Lethbridge Herald

Tackling the addictions crisis

- Al Barnhill

Decades ago, while an undergradu­ate student, I did a term paper on drug addiction. What I observed one day at a sanatorium has remained vividly in my memory.

Four men in a locked room with padded walls were yelling and screaming, pounding the walls with their heads and hands. Two of them had urinated in their pants. They were drug addicts ... a rarity in the 1950s.

Today, societies around the world are burdened with addictions and their huge socio-economic costs. “Worldwide, there is a rising trend in the number of people who resort to substance abuse at an early age,” the World Health Organizati­on reported in 2014.

In one study, “most of the substance abusers had started taking drugs between the ages of 11 and 20 years.” Concerns about substance abusers increase when you read that their education is high school or less (78.8 per cent), they are unemployed or semiskille­d (68.7 per cent), never married (70.7 per cent) and living in urban locations (72.7 per cent).

Tobacco and alcohol are the most common initiating drugs of abuse. One study found that “... medicinal opioids and cannabis were the most common substances abused.” Yet, the current Trudeau government has legalized the use of recreation­al cannabis. Ironically, in 1963, the Liberal government started a cultural and health revolution with its anti-smoking legislatio­n. During that time, cancers, heart, lung and other smoking-related diseases declined. Welcome to your future, Justin!

Provincial and municipal government­s allow an ever-increasing number of alcohol-related businesses, notably along highways and high traffic city streets. Do those government­s “of the people” realize that the costs of medical services, policing and lost productivi­ty exceed the revenues received from booze licences, fees and taxes? Do they consider the injuries, deaths and terrible human costs to families, friends and our society?

One highly qualified, multidisci­plinary team of researcher­s has stated that “The menace of substance abuse is not only a socially unacceptab­le reality, but in its entirety is a disease and emerging as a public health challenge” ... maybe a crisis.

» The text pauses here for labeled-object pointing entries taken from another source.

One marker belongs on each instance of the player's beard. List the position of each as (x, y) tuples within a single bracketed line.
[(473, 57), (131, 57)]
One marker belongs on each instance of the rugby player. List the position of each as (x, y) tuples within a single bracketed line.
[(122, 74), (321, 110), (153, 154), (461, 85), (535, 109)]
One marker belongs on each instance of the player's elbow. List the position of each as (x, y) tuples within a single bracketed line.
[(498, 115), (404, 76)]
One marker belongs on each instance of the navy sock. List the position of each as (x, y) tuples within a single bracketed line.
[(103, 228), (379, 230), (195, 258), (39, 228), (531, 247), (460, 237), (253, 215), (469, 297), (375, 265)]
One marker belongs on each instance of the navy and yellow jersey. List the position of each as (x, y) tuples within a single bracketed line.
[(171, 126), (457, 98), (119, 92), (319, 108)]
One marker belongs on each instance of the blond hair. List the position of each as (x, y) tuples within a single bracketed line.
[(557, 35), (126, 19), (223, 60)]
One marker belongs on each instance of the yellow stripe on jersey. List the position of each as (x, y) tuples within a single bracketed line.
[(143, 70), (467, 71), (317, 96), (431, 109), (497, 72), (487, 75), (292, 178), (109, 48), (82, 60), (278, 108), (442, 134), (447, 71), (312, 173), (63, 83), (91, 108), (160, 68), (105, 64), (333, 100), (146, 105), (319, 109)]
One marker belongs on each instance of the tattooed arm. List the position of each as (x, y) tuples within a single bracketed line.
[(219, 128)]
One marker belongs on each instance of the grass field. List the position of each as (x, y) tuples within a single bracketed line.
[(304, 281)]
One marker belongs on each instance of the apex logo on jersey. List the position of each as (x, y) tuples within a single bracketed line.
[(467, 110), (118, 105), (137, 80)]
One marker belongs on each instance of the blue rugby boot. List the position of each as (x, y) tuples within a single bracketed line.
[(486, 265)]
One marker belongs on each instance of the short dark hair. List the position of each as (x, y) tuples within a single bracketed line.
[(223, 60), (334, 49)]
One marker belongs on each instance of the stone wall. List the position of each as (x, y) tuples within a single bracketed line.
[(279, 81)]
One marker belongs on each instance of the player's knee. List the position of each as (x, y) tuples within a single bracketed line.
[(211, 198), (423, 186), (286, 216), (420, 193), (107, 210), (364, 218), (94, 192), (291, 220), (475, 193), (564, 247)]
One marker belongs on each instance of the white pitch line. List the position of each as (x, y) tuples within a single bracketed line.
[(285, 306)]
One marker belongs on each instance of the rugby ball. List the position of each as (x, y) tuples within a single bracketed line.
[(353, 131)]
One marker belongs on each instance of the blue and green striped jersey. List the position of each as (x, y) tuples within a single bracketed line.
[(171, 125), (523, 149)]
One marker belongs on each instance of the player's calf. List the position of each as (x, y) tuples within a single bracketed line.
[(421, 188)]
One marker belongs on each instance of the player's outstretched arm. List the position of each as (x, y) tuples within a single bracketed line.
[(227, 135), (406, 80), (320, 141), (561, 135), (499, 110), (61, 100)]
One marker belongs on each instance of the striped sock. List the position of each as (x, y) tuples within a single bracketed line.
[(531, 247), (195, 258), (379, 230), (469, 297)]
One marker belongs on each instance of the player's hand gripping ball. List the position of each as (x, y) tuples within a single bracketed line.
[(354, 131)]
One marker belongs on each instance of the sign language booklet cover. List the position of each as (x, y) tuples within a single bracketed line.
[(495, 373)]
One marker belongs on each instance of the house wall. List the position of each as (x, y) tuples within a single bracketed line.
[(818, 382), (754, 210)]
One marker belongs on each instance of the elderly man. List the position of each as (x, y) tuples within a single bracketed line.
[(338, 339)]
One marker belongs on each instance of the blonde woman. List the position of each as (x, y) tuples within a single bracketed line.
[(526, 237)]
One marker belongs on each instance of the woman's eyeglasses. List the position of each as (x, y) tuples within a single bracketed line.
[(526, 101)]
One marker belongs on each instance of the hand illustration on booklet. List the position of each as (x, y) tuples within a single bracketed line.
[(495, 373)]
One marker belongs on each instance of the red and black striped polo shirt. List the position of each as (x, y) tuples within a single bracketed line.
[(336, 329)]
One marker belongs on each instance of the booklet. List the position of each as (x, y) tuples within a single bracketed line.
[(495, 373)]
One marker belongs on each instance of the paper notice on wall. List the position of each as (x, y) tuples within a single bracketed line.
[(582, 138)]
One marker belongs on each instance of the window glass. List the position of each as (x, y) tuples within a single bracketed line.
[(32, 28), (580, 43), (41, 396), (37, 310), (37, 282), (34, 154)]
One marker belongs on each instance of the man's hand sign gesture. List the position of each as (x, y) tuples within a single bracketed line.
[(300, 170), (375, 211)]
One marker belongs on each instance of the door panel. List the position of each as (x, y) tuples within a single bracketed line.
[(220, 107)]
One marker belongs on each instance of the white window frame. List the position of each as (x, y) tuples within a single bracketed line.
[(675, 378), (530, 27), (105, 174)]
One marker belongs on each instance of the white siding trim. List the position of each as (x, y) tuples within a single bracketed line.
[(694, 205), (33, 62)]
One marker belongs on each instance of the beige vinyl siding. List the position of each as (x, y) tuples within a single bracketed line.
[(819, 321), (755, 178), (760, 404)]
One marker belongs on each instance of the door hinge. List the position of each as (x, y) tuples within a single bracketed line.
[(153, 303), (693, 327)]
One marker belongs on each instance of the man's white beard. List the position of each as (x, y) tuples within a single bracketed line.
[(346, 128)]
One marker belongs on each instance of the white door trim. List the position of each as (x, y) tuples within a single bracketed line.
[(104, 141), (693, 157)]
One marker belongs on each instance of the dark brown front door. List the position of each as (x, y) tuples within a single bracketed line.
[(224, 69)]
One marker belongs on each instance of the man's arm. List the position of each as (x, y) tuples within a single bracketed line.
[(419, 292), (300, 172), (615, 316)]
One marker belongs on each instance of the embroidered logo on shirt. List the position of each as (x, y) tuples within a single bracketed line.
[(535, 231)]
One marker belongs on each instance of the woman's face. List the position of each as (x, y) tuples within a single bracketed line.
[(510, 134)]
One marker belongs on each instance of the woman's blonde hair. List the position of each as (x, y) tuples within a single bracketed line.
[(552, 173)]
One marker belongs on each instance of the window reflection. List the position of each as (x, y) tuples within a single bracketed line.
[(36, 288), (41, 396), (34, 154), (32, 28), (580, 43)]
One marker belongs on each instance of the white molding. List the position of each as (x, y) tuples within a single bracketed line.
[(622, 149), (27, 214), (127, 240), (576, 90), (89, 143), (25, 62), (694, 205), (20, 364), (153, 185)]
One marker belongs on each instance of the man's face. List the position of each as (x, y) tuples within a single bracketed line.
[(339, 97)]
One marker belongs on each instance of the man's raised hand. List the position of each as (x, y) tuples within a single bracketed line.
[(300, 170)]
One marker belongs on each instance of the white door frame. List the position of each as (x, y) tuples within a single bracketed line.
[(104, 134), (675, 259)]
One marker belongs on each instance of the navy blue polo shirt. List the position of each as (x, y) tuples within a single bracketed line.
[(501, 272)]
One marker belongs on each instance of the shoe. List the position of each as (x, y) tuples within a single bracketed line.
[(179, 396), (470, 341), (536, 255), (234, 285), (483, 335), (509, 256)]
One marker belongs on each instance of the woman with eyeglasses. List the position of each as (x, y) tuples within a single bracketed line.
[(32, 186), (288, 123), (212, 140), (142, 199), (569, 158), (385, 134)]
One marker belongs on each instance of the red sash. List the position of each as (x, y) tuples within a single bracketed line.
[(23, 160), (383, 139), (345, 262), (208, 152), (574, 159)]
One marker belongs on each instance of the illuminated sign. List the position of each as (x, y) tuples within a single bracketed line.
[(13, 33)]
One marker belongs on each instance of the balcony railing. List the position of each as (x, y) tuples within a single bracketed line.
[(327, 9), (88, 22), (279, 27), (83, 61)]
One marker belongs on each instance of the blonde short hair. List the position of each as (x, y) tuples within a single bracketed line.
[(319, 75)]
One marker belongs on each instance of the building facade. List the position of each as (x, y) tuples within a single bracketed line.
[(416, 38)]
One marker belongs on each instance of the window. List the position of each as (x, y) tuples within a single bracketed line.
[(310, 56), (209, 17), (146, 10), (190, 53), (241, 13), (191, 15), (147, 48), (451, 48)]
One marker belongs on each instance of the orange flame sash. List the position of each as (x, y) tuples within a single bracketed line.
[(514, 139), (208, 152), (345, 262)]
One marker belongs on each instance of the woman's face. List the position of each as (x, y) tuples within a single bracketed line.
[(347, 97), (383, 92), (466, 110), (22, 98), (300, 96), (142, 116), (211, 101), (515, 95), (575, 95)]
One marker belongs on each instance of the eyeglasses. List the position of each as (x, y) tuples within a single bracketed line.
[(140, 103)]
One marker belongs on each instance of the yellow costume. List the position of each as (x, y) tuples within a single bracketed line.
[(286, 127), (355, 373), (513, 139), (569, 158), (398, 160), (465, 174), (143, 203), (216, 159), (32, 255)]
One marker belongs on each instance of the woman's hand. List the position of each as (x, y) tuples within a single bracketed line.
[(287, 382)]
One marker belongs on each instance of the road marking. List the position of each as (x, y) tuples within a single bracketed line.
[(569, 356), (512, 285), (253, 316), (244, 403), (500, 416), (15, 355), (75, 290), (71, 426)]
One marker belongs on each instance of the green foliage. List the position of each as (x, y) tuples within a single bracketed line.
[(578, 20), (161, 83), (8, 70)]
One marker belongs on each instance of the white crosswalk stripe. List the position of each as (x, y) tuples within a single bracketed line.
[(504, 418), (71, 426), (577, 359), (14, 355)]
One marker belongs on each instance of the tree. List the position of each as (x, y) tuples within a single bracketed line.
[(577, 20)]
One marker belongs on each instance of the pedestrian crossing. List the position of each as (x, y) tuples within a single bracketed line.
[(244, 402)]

During 2017, the province of British Columbia had a record number of deaths — 1,422 — from opioid overdoses. That’s 43 per cent more than the previous year. And the trend is growing across Canada.

Further evidence of drug abuse is reported south of the 49th parallel. In 2015, a Los Angeles physician was the first doctor in the U.S. to be convicted of murder for recklessly over-prescribin­g drugs. Her clinic issued 27,000 prescripti­ons in three years. A medical report indicated that one in four antibiotic prescripti­ons “are likely to do no good” for the patients, especially for seniors.

Foolishly, a Washington State law was changed to state “No disciplina­ry action will be taken against a practition­er (physician) based solely on the quantity and/or frequency of opioids prescribed.” In the U.S., “... opioid overdose deaths are now the leading cause of accidental deaths ... surpassing the number of deaths from motor vehicle accidents and firearms.”

This article merely scratches the surface of the problems. What is critically needed is a community-based strategy intended to prevent and remedy addictions. But that won’t be an easy course of action. Saving lives never is.

Al Barnhill is a Lethbridge-based author and columnist.